Compound 3a(Mansoura University)

A new series of 4-substituted oxycoumarin scaffolds was designed, synthesized, and evaluated for antiviral activity against both SARS-CoV-2 and HSV-2 viruses. Results indicated that compounds 3a, 4a, 4d, and 6d were found to be the most active members against SARS-CoV-2 with IC₅₀ values of 11.17-16.65 μg/mL, with respect to acyclovir (IC₅₀ 15.94 μg/mL).
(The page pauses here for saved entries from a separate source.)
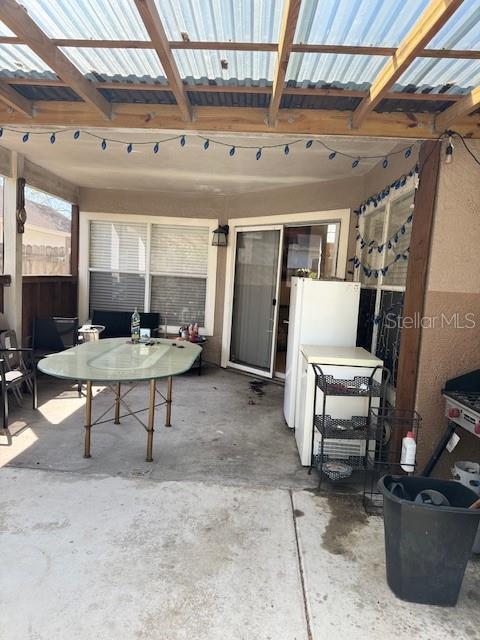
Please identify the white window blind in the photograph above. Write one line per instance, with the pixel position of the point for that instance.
(179, 264)
(399, 212)
(175, 269)
(118, 246)
(179, 250)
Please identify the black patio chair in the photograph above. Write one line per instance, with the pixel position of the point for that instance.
(17, 369)
(52, 335)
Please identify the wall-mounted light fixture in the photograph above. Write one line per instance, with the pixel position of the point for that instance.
(220, 236)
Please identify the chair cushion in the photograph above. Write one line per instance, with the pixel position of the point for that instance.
(13, 376)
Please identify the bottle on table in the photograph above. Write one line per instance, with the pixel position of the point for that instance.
(135, 326)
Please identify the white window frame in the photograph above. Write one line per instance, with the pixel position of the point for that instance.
(84, 269)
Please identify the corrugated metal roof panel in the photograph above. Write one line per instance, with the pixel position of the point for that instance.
(431, 73)
(357, 22)
(332, 68)
(41, 92)
(222, 20)
(101, 19)
(412, 106)
(319, 102)
(246, 67)
(141, 63)
(208, 99)
(137, 96)
(462, 31)
(19, 57)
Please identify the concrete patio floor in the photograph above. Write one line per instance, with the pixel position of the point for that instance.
(222, 536)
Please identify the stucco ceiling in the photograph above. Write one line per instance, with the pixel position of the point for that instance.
(190, 168)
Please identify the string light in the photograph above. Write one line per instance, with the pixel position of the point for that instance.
(207, 142)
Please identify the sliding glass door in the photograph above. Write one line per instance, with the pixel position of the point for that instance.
(255, 293)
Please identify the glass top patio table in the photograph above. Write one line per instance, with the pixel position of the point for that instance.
(117, 360)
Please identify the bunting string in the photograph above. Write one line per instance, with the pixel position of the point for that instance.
(388, 244)
(370, 271)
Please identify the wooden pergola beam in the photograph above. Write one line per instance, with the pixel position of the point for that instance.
(311, 122)
(17, 19)
(214, 45)
(14, 99)
(430, 22)
(153, 24)
(468, 104)
(287, 33)
(251, 89)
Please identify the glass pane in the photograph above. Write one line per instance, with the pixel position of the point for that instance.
(47, 241)
(217, 20)
(118, 246)
(2, 183)
(116, 291)
(179, 300)
(400, 210)
(371, 228)
(254, 291)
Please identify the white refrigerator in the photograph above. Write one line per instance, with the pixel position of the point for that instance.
(322, 312)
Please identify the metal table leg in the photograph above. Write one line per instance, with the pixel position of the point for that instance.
(117, 403)
(88, 420)
(151, 420)
(168, 414)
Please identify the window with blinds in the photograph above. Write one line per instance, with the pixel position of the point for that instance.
(155, 267)
(178, 268)
(388, 223)
(117, 266)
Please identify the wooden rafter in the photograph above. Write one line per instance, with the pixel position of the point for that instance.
(17, 19)
(251, 89)
(287, 33)
(214, 45)
(430, 22)
(14, 99)
(468, 104)
(153, 24)
(411, 126)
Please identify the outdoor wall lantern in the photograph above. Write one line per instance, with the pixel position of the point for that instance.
(220, 236)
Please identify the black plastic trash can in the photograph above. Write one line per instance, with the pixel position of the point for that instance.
(427, 547)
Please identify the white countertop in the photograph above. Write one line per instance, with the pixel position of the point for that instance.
(355, 356)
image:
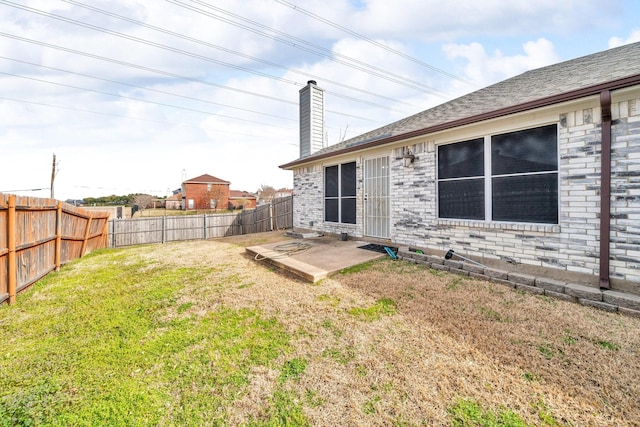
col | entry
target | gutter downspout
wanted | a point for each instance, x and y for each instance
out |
(605, 188)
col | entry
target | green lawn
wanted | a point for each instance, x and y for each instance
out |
(198, 334)
(104, 342)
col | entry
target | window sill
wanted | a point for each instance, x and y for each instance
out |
(543, 228)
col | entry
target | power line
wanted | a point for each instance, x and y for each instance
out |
(369, 40)
(233, 52)
(176, 50)
(316, 50)
(144, 68)
(146, 88)
(193, 110)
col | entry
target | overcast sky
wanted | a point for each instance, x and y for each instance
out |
(134, 96)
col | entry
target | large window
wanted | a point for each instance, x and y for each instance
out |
(340, 193)
(517, 183)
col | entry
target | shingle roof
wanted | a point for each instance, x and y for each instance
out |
(539, 84)
(240, 194)
(207, 179)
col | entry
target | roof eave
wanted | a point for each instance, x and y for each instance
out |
(514, 109)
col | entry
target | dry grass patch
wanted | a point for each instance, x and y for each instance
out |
(396, 344)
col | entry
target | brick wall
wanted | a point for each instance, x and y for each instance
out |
(571, 246)
(201, 195)
(625, 191)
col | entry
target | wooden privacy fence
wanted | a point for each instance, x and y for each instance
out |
(38, 235)
(128, 232)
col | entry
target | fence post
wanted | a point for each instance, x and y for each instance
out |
(271, 216)
(86, 235)
(58, 254)
(11, 245)
(105, 232)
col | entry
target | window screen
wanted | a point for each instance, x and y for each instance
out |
(532, 150)
(340, 193)
(524, 168)
(461, 180)
(522, 177)
(526, 198)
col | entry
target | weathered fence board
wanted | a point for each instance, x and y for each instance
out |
(140, 231)
(38, 235)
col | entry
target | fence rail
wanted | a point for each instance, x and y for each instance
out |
(128, 232)
(38, 235)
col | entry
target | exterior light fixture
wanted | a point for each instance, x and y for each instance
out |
(407, 157)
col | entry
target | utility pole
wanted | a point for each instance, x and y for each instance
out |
(53, 173)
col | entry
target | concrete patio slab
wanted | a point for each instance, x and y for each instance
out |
(313, 259)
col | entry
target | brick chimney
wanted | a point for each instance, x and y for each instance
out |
(311, 119)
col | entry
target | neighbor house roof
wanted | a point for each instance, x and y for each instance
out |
(237, 194)
(206, 179)
(611, 69)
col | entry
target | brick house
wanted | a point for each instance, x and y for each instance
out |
(205, 192)
(539, 173)
(241, 200)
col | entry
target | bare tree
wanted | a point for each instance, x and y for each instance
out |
(214, 197)
(266, 193)
(143, 201)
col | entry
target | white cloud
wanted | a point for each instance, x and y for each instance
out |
(618, 41)
(109, 144)
(485, 69)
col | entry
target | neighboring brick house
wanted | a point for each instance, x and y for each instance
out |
(540, 172)
(241, 200)
(174, 201)
(283, 192)
(205, 192)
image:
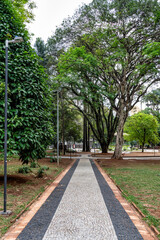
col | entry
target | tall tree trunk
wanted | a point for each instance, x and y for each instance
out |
(84, 134)
(104, 147)
(88, 138)
(119, 139)
(63, 139)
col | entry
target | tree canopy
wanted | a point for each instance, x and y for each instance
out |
(116, 43)
(143, 128)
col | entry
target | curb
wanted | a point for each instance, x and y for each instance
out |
(146, 232)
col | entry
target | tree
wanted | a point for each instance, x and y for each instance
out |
(40, 48)
(121, 39)
(143, 128)
(25, 9)
(29, 119)
(152, 100)
(78, 75)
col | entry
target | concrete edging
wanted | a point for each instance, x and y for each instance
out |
(146, 232)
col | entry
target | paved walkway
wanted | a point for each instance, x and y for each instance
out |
(82, 206)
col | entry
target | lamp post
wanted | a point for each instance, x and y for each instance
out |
(58, 127)
(58, 91)
(15, 40)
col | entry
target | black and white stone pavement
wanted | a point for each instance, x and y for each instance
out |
(82, 206)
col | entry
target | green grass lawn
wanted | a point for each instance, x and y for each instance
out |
(140, 181)
(23, 188)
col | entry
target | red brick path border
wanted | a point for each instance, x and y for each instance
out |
(136, 218)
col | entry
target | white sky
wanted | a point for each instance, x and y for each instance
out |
(49, 14)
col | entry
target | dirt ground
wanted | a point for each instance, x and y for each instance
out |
(136, 154)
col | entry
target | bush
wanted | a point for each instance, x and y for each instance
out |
(41, 171)
(53, 159)
(34, 164)
(24, 170)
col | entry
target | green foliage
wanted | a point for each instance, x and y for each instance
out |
(24, 9)
(143, 128)
(53, 159)
(29, 119)
(34, 164)
(41, 171)
(24, 169)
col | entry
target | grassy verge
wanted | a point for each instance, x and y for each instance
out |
(23, 188)
(140, 181)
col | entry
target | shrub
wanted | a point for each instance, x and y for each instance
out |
(34, 164)
(41, 171)
(24, 170)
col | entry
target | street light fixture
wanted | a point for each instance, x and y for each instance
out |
(58, 91)
(15, 40)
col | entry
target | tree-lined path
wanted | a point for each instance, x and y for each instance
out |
(83, 206)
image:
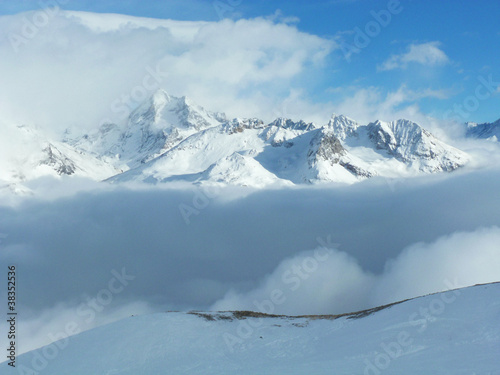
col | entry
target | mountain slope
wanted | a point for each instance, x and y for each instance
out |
(484, 131)
(153, 128)
(30, 154)
(398, 141)
(169, 138)
(454, 332)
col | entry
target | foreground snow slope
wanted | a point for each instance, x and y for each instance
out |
(455, 332)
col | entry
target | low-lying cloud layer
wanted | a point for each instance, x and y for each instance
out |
(103, 254)
(332, 282)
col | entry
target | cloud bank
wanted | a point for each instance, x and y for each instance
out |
(396, 239)
(79, 69)
(329, 281)
(428, 54)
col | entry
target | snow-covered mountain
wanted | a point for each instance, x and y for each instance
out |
(156, 126)
(28, 154)
(489, 131)
(282, 152)
(173, 139)
(402, 140)
(453, 332)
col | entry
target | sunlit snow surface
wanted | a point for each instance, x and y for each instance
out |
(454, 332)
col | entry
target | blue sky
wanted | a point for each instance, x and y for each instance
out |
(437, 55)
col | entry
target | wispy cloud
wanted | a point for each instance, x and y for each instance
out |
(428, 54)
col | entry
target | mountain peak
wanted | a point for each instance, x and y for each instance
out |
(343, 126)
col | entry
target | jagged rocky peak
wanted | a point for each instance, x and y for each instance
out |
(412, 144)
(164, 111)
(58, 161)
(391, 135)
(238, 125)
(326, 145)
(287, 123)
(343, 126)
(281, 131)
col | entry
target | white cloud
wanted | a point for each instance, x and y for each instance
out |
(67, 247)
(337, 284)
(425, 54)
(79, 68)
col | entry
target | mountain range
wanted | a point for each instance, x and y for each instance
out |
(168, 138)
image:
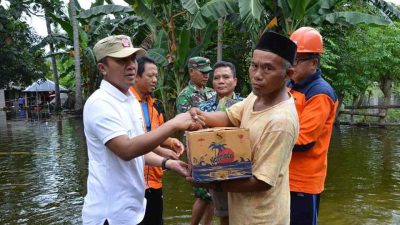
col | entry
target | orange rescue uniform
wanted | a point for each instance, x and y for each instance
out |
(316, 104)
(152, 174)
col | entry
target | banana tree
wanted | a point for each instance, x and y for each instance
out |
(94, 24)
(287, 15)
(172, 40)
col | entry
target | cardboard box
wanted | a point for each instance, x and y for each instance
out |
(221, 153)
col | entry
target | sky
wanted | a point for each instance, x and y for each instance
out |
(40, 25)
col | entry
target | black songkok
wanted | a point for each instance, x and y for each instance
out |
(278, 44)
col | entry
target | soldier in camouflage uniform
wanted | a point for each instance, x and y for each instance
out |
(191, 96)
(196, 91)
(224, 82)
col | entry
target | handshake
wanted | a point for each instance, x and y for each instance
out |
(192, 120)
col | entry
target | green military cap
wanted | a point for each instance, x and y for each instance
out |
(200, 63)
(117, 46)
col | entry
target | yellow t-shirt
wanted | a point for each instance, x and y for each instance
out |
(273, 133)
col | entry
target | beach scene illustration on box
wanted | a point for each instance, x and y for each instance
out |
(219, 154)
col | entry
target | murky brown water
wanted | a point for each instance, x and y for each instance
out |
(43, 169)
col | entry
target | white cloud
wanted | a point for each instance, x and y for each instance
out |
(39, 24)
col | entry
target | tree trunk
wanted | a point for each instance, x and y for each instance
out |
(54, 65)
(386, 87)
(220, 35)
(78, 88)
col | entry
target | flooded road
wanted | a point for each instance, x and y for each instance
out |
(43, 171)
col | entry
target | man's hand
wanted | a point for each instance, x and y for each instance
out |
(177, 146)
(178, 166)
(168, 153)
(185, 121)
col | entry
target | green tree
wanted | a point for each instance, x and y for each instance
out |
(20, 62)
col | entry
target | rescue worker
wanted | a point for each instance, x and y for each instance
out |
(316, 104)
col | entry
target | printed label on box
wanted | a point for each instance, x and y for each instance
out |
(219, 154)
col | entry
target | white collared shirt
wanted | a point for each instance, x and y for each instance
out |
(115, 188)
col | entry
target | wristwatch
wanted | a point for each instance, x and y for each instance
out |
(164, 164)
(218, 187)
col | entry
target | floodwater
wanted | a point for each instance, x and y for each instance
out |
(43, 170)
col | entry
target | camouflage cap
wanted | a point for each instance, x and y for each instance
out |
(200, 63)
(117, 46)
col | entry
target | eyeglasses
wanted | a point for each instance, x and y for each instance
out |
(299, 60)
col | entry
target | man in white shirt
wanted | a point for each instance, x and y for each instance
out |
(118, 148)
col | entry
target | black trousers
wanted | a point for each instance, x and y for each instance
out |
(154, 207)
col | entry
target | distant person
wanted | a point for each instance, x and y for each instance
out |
(144, 85)
(21, 102)
(192, 96)
(224, 82)
(269, 113)
(196, 91)
(316, 104)
(118, 146)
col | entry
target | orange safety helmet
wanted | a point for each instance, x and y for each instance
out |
(308, 40)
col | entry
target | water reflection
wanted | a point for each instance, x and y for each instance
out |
(40, 173)
(43, 171)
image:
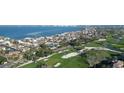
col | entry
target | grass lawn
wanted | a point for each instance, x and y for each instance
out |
(73, 62)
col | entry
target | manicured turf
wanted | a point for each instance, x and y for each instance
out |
(74, 62)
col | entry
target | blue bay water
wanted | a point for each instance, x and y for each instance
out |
(20, 31)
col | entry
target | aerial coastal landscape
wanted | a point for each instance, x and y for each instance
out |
(61, 46)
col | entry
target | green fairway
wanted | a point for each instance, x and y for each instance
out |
(76, 62)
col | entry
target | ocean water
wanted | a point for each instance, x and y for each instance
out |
(21, 31)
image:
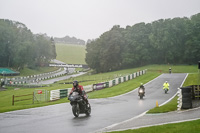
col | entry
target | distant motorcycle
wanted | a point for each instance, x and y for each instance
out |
(79, 106)
(141, 93)
(165, 90)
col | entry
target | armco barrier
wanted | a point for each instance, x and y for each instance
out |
(55, 94)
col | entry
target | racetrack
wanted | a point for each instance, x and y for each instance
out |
(105, 112)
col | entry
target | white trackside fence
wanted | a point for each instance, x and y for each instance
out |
(61, 93)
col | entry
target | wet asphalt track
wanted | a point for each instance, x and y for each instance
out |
(105, 112)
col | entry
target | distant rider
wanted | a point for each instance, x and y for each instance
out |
(79, 88)
(142, 86)
(166, 85)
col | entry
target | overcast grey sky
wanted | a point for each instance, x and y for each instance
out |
(88, 19)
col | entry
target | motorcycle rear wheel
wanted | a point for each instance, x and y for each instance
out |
(88, 112)
(75, 110)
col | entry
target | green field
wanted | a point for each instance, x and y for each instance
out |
(71, 54)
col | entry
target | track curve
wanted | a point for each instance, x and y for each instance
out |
(105, 112)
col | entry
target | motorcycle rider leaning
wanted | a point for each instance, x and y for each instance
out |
(79, 88)
(142, 86)
(166, 85)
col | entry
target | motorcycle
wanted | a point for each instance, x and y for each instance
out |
(141, 93)
(165, 90)
(79, 106)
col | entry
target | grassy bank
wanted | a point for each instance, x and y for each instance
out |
(183, 127)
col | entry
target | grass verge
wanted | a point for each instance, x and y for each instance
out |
(183, 127)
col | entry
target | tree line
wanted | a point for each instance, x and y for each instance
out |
(20, 48)
(173, 41)
(69, 40)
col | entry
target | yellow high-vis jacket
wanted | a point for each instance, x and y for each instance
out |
(166, 85)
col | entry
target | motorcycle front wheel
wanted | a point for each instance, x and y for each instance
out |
(88, 111)
(75, 110)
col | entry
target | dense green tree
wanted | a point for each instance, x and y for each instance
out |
(164, 41)
(20, 48)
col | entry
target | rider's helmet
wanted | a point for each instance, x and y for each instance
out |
(75, 84)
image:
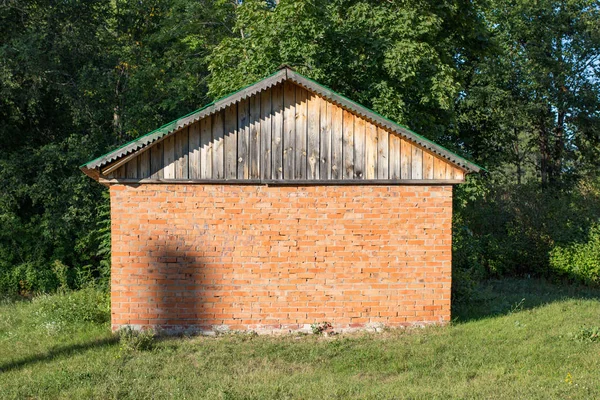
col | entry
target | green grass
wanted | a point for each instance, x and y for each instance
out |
(500, 346)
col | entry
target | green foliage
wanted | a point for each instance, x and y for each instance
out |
(88, 305)
(580, 261)
(512, 85)
(520, 230)
(588, 334)
(133, 340)
(318, 328)
(399, 58)
(523, 354)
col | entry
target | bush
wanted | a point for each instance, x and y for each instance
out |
(515, 230)
(86, 305)
(579, 261)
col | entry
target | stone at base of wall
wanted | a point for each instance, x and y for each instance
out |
(275, 330)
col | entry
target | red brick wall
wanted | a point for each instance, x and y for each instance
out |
(277, 258)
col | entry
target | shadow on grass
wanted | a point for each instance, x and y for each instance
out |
(506, 296)
(57, 352)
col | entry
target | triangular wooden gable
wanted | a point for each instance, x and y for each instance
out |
(286, 127)
(285, 133)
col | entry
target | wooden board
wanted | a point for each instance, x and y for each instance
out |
(289, 130)
(348, 145)
(181, 154)
(264, 154)
(324, 138)
(417, 163)
(243, 137)
(301, 134)
(359, 147)
(277, 132)
(169, 157)
(156, 161)
(427, 165)
(285, 133)
(405, 160)
(313, 135)
(143, 165)
(206, 148)
(335, 113)
(195, 154)
(382, 153)
(394, 155)
(218, 131)
(254, 145)
(231, 142)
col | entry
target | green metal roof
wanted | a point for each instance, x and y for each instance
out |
(283, 74)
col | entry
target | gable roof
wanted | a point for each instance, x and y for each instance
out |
(281, 75)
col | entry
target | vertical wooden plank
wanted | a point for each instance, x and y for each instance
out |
(169, 157)
(439, 168)
(359, 147)
(265, 134)
(313, 145)
(206, 148)
(181, 154)
(382, 153)
(348, 145)
(144, 165)
(427, 165)
(417, 162)
(301, 133)
(218, 142)
(459, 174)
(277, 131)
(337, 140)
(371, 151)
(254, 149)
(120, 172)
(405, 159)
(195, 161)
(394, 165)
(449, 171)
(289, 130)
(157, 160)
(325, 138)
(243, 136)
(131, 168)
(230, 134)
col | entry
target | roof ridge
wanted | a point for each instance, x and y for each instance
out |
(283, 73)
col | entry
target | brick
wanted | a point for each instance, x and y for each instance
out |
(269, 258)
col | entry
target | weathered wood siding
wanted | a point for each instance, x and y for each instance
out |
(286, 133)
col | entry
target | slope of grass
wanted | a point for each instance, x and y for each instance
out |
(522, 339)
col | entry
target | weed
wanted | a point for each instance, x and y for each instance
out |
(132, 340)
(585, 334)
(318, 328)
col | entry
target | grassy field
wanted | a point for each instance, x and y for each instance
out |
(521, 339)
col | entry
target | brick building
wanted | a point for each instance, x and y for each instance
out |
(278, 206)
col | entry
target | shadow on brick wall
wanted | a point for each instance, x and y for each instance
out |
(180, 281)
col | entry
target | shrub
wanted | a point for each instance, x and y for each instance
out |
(521, 230)
(579, 261)
(86, 305)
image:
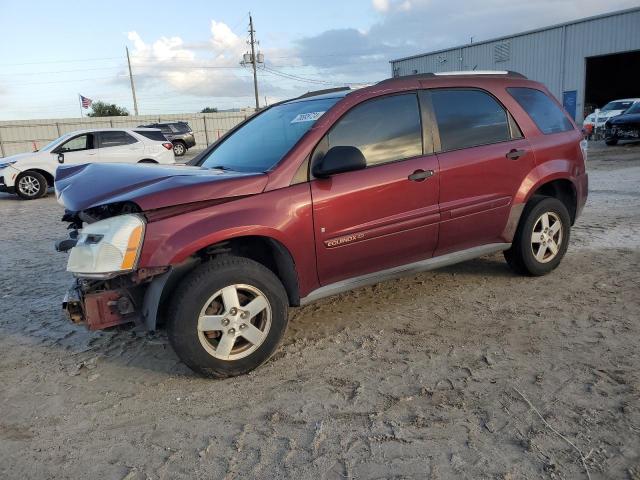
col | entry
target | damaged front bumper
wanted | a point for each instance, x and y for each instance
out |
(132, 298)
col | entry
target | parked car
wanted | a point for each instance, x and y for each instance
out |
(178, 133)
(624, 127)
(30, 174)
(318, 195)
(610, 110)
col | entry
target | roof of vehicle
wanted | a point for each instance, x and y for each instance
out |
(625, 100)
(110, 129)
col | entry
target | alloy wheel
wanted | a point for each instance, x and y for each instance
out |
(234, 322)
(29, 186)
(546, 237)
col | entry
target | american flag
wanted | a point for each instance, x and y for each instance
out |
(86, 102)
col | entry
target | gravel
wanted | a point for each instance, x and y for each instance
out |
(412, 378)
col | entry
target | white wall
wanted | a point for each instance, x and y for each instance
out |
(19, 136)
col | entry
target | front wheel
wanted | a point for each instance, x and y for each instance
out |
(179, 149)
(227, 317)
(542, 237)
(31, 185)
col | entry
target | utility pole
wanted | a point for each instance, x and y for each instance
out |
(253, 61)
(133, 88)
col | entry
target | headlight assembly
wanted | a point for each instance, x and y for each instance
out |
(5, 164)
(108, 247)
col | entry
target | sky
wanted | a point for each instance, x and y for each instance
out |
(186, 55)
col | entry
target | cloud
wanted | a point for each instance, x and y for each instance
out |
(168, 61)
(409, 27)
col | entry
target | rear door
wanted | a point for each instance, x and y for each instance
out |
(483, 160)
(383, 216)
(119, 146)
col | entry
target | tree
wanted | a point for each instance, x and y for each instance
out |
(103, 109)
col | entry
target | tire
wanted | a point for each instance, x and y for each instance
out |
(179, 149)
(531, 238)
(31, 185)
(206, 292)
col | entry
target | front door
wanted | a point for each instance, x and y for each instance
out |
(78, 149)
(387, 214)
(483, 161)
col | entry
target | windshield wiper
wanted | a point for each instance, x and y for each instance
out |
(222, 167)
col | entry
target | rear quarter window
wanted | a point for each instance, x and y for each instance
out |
(152, 135)
(545, 113)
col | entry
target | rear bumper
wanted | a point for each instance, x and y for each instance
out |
(630, 132)
(190, 141)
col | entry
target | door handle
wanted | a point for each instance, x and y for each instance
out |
(515, 154)
(420, 175)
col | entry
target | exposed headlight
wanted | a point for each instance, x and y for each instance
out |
(107, 247)
(5, 164)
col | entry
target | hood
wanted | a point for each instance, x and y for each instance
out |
(79, 187)
(622, 119)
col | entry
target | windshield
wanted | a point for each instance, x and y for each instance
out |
(634, 109)
(262, 142)
(617, 106)
(53, 143)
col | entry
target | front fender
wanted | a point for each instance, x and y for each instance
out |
(284, 215)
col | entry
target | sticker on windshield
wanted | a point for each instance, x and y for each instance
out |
(307, 117)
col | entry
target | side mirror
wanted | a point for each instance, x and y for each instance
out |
(339, 160)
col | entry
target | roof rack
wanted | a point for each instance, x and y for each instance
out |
(418, 76)
(315, 93)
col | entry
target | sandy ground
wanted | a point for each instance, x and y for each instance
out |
(413, 378)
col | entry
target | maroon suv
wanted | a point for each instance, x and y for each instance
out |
(317, 195)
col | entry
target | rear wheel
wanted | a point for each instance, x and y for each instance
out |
(179, 149)
(542, 237)
(31, 185)
(227, 317)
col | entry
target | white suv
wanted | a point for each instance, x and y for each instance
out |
(611, 109)
(31, 174)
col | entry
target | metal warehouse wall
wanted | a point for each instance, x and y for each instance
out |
(554, 56)
(18, 136)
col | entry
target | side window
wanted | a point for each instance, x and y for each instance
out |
(76, 144)
(115, 139)
(385, 129)
(544, 112)
(468, 118)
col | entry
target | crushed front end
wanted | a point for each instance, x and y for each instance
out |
(108, 289)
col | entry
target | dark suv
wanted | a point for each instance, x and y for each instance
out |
(318, 195)
(178, 133)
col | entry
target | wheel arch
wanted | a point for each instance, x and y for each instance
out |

On the other hand, compounds 3a, 4a, 6b, 6c, and 6d had the best antiviral activity against HSV-2, with IC₅₀ ranging from 20.41 to 23.55 μg/mL in comparison to acyclovir (IC₅₀ 13.07 μg/mL) as a reference drug. A dual mechanistic study for active compounds against SARS-CoV-2 was performed against both 3CL protease and RNA polymerase while the DNA binding mechanism for HSV-2 was tested. Compounds 3a and 4a exhibited excellent inhibitory activity against the 3CL protease enzyme with IC₅₀s of 2.061 and 1.356 μg/mL, respectively, against tipranavir (IC₅₀ 7.057 μg/mL). In addition, compound 4a exhibited a good RNA-dependent RNA polymerase inhibitory activity, showing IC₅₀ 1.072 μg/mL against remdesivir (IC₅₀ 0.541 μg/mL). HSV-2 inhibition activity was mechanistically studied through DNA binding, where it was found that compounds 6c and 6d showed good DNA binding affinity with IC₅₀ of 36.18 and 42.7 μg/mL, respectively, against doxorubicin (IC₅₀ 31.54 μg/mL). Molecular docking studies were performed on SARS 3CL protease, RNA polymerase enzymes, and HSV-2 double-stranded DNA. Docking results exhibited excellent agreement with the obtained biological results. Physicochemical parameters and pharmacokinetic profile studies for the most active candidates, which were obtained from software calculations, proved credible drug-likeness that might act as good orally active antiviral scaffolds.